In an interview in his office with guards posted outside Mayor Jose Reyes Ferris said,
"We actually don't think the group is a legitimate group. It's a way for people to express their concerns and their discontent with what's happening. But with the passage of short months we'll be able to take this under control." By this he's referring to the rampant drug violence, kidnappings and killings that have gripped the city since last year.
It's the reason the CCJ "declared war" on criminals promising to kill one every 24 hours if the government does not restore order before July 5.
Part of the problem in this city bordering on lawlessness is those entrusted with maintaing law and order. The mayor points out things have improved, "Last year we went through a cleanup of the police force. More than 500 police officers left the police force. " The officers were fired for failing to pass background and drug tests.
"By now about half of the city police force was hired within the last year," the mayor explains. "That is going to allow us to fight crime in a more efficient way," he predicts.
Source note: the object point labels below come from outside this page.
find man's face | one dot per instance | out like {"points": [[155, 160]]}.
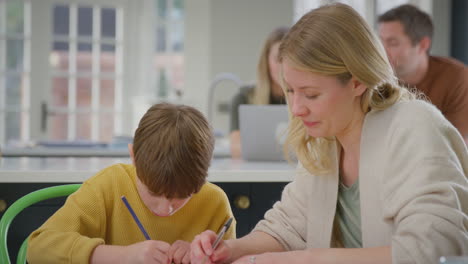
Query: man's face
{"points": [[403, 55]]}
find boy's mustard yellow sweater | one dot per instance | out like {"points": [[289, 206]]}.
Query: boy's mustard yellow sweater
{"points": [[95, 215]]}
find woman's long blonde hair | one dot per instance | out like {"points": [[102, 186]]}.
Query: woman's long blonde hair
{"points": [[334, 40], [262, 90]]}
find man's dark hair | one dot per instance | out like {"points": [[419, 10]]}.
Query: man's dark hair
{"points": [[416, 23]]}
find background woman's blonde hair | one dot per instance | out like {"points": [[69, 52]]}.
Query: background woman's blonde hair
{"points": [[334, 40], [262, 90]]}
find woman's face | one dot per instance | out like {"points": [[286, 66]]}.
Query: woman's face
{"points": [[273, 63], [159, 205], [326, 106]]}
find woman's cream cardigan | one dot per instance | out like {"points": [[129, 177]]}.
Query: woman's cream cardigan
{"points": [[413, 190]]}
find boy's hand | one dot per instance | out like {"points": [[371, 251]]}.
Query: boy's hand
{"points": [[179, 252], [201, 249], [149, 251]]}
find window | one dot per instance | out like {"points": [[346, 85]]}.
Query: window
{"points": [[15, 42], [169, 46], [86, 73]]}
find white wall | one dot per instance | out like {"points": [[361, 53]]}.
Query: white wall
{"points": [[226, 36]]}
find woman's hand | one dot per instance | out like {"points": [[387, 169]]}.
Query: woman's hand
{"points": [[149, 251], [179, 252], [201, 249]]}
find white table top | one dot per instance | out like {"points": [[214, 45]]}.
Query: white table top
{"points": [[27, 169]]}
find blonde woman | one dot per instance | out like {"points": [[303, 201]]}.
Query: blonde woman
{"points": [[267, 90], [382, 176]]}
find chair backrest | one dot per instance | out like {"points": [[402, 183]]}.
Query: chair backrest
{"points": [[20, 205]]}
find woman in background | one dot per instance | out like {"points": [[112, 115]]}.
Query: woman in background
{"points": [[382, 176], [267, 90]]}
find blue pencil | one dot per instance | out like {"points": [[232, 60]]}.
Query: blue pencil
{"points": [[135, 217]]}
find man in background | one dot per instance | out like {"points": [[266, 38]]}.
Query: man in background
{"points": [[406, 33]]}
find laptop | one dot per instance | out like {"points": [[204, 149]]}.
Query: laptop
{"points": [[263, 130]]}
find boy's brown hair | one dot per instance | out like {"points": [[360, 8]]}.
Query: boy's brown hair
{"points": [[417, 24], [173, 147]]}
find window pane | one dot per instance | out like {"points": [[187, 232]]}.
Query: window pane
{"points": [[14, 51], [84, 57], [108, 22], [177, 81], [59, 92], [106, 127], [13, 91], [178, 9], [58, 126], [83, 126], [178, 37], [107, 93], [83, 92], [13, 126], [58, 58], [161, 6], [160, 39], [85, 21], [107, 58], [61, 20], [15, 17]]}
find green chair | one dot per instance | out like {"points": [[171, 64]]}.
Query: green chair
{"points": [[20, 205]]}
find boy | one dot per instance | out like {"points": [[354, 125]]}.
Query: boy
{"points": [[166, 187]]}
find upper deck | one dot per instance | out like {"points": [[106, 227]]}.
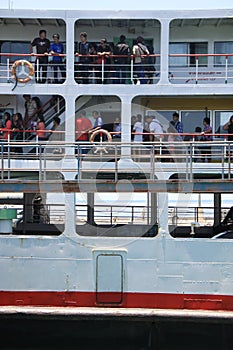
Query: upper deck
{"points": [[189, 49]]}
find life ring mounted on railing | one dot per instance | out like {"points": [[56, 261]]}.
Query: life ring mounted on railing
{"points": [[100, 132], [15, 74]]}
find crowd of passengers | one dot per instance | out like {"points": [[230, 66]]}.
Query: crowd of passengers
{"points": [[90, 57], [19, 128], [147, 129], [151, 130]]}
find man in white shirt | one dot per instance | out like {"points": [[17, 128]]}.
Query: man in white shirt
{"points": [[155, 128]]}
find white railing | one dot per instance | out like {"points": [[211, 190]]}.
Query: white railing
{"points": [[201, 72], [186, 157]]}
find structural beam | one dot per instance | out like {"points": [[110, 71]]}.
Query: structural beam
{"points": [[86, 186]]}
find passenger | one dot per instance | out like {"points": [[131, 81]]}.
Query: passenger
{"points": [[17, 131], [1, 126], [229, 127], [98, 124], [197, 138], [42, 45], [56, 49], [98, 120], [172, 137], [40, 129], [177, 125], [7, 126], [138, 129], [150, 67], [30, 111], [7, 133], [85, 49], [206, 137], [122, 50], [138, 136], [133, 121], [155, 128], [83, 126], [104, 52], [117, 129], [56, 135], [139, 49], [156, 132]]}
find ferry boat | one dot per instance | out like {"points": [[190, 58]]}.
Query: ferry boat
{"points": [[109, 226]]}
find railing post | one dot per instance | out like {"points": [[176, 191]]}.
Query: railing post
{"points": [[8, 69], [229, 160], [131, 68], [226, 75], [102, 70], [2, 170], [196, 75], [37, 70], [8, 156]]}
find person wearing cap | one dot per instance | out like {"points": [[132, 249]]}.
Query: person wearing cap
{"points": [[42, 45], [57, 50], [85, 49]]}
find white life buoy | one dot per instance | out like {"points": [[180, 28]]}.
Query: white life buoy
{"points": [[100, 131], [22, 63]]}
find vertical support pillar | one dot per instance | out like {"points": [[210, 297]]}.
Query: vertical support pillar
{"points": [[154, 209], [27, 209], [163, 212], [217, 208], [90, 208], [126, 127], [164, 59]]}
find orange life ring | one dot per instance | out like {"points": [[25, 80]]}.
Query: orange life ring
{"points": [[22, 63], [99, 131]]}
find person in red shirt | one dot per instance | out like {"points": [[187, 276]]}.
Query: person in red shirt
{"points": [[8, 126], [83, 125]]}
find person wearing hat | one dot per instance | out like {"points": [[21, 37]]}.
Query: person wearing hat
{"points": [[57, 50], [42, 45]]}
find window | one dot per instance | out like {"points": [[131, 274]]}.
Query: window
{"points": [[178, 49], [223, 48], [14, 47], [221, 118], [185, 49]]}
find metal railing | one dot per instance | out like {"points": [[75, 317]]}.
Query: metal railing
{"points": [[97, 70]]}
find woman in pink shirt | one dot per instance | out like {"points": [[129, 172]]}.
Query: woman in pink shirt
{"points": [[40, 129], [8, 126]]}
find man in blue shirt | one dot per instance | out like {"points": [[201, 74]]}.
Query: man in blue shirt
{"points": [[177, 124], [56, 49]]}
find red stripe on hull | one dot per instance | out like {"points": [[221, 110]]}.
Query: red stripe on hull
{"points": [[130, 300]]}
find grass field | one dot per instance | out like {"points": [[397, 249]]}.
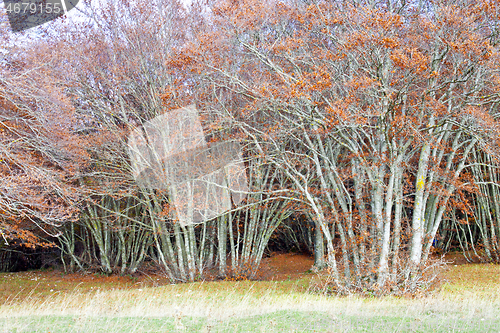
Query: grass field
{"points": [[52, 302]]}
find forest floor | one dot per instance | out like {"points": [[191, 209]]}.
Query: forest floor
{"points": [[51, 301]]}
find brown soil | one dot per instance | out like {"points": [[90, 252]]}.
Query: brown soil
{"points": [[277, 267], [284, 266]]}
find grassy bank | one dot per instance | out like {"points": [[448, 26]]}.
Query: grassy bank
{"points": [[34, 302]]}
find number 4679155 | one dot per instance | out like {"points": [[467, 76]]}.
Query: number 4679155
{"points": [[32, 8]]}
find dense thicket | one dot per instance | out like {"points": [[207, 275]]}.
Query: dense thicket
{"points": [[369, 129]]}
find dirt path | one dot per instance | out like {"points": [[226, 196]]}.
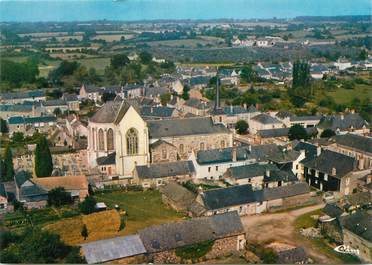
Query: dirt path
{"points": [[280, 227]]}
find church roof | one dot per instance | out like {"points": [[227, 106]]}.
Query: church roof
{"points": [[179, 127], [107, 113]]}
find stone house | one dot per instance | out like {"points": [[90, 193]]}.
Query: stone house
{"points": [[162, 151], [246, 201], [356, 230], [77, 186], [354, 145], [3, 198], [154, 175], [225, 230], [259, 176], [28, 192], [176, 196], [343, 123], [331, 171], [264, 121], [121, 250]]}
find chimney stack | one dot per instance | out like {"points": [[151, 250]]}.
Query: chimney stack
{"points": [[234, 156]]}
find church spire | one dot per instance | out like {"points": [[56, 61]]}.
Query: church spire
{"points": [[217, 102]]}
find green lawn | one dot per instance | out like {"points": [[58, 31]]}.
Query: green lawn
{"points": [[321, 244], [98, 63], [143, 208], [342, 96]]}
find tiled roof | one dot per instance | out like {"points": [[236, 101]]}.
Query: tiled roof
{"points": [[265, 119], [227, 197], [342, 122], [107, 113], [107, 160], [173, 235], [328, 159], [362, 143], [112, 249], [67, 182], [165, 169], [179, 127]]}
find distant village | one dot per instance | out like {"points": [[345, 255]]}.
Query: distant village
{"points": [[191, 151]]}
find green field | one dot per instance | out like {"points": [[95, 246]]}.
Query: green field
{"points": [[98, 63], [342, 96], [143, 208]]}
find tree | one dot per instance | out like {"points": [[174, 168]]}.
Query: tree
{"points": [[165, 98], [297, 132], [88, 205], [3, 126], [8, 165], [241, 127], [84, 232], [43, 159], [145, 57], [119, 60], [327, 133], [58, 197]]}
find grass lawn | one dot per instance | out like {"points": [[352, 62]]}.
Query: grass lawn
{"points": [[321, 244], [143, 209], [100, 225], [342, 95], [98, 63]]}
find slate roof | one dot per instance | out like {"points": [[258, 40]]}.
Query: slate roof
{"points": [[20, 95], [250, 171], [362, 143], [107, 160], [3, 191], [112, 249], [54, 102], [31, 120], [178, 194], [172, 235], [107, 113], [227, 197], [180, 127], [343, 122], [265, 119], [285, 191], [332, 210], [162, 170], [328, 159], [359, 223], [222, 155], [198, 104], [160, 112]]}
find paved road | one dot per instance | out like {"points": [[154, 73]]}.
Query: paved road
{"points": [[280, 227]]}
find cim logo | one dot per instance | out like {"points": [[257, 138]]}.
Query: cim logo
{"points": [[347, 250]]}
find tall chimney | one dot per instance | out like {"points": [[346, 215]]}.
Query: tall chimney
{"points": [[234, 154], [217, 103]]}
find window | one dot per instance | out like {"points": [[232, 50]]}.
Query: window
{"points": [[132, 142], [101, 140], [201, 146], [164, 153], [110, 139]]}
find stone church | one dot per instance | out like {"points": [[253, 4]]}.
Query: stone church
{"points": [[118, 127]]}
But even as he urged patience he acknowledges the risk of vigilante groups is real, "It's something that of course worries everybody but at the end of the day what has to be done is being done."
The conditions seem to be right for the rise of vigilantes in Juarez if you look at ohter parts of Latin America. "We've seen this happen time and time again. explained Jose Z. Garcia, Associate Professor at New Mexico State University in Las Cruces. "It happened in the 80s in the favelas of Rio de Janiero when death squads were organized to go out and kill what were considered suspected criminals and murderers and were apparently living in impunity in the favelas," he said.
It's not clear if the CCJ of Juarez will really take action or whether Juarez residents will welcome the help.
Marta Mendez who was shopping downtown in El Paso with her daughter told me,"If they're going to clean up the city for the good of Juarez, go ahead." Even if it means killing people?" I asked. Yes, she said pointing out a teenaged hit man who lives in her neighborhood has killed several people and robbed a grocery store at gunpoint.
But Oscar Chang who was also walking in El Paso warned "violence only creates more violence." Both were rushing to finish their shopping and head back across border and home before dark.
Mr. Chang blessed himself adding, in Juarez, "Only God takes care of us, nobody else."